Я не возражаю, слушаю. Я благодарен ему за день, который он мне посвятил, за то, что открыл тех, о ком я лишь слышал.

Да и как совмещаются в одном человеке удивительное понимание прекрасного и категоричность, отрицание всего, что ему неблизко и непонятно?

Он громит бытовиков, «фотографов», парадных портретистов. Согласен, согласен… Потом принимается за импрессионистов, за Кокошку, Гросса, Кандинского, Пикассо…

Чаще всего с его языка слетает слово «муть». Это как бы самое любимое его определение: муть, муть.

Не знаю.
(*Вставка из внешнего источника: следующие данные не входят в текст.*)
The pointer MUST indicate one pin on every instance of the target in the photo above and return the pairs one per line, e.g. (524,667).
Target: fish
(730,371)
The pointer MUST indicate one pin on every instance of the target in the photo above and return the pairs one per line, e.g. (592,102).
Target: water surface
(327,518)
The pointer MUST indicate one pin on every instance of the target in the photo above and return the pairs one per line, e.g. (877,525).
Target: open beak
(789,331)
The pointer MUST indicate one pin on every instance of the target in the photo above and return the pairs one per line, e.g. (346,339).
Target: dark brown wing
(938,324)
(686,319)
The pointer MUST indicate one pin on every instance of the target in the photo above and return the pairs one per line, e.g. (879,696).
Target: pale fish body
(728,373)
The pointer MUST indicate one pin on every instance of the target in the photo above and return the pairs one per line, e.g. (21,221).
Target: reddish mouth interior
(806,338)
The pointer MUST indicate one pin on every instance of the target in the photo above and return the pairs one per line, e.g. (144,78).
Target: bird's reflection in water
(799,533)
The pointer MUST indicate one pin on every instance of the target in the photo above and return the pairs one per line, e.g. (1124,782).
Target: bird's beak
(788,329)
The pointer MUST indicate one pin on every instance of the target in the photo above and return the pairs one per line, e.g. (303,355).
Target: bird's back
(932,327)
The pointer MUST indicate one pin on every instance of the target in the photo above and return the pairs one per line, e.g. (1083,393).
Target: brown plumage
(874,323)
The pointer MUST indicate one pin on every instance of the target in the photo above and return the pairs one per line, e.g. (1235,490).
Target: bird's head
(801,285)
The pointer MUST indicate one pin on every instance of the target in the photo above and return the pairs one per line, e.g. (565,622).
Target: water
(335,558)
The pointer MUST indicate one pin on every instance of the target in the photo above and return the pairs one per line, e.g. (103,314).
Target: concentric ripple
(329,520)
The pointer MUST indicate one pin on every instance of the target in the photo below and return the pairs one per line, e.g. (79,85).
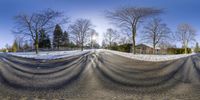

Я то согласен с ним, то решительно не согласен. И чем яростнее он в своих оценках, тем я спокойнее; чистый запах бедной, опрятной квартирки, чистый свет, тепло, вино согревает, никуда не хочется уходить.

И спорить я не могу, многого я не знаю, только догадываюсь, а ему надо выговориться. А я молод, я еще успею…

— Вы рисовали? — спрашиваю.

— Да нет, немного… Так, начинал. Однажды Грабарю понравилось.

— А Грабарь вам?

— Так, неплохо, добротно, приятно для глаза, но свет хоть и радостный, да поддельный, а вот у Ивана Тарханова, которого ты сегодня видел, не поддельный.

Я неожиданно говорю ему:

— Знаете, я написал портрет. Хотите, покажу?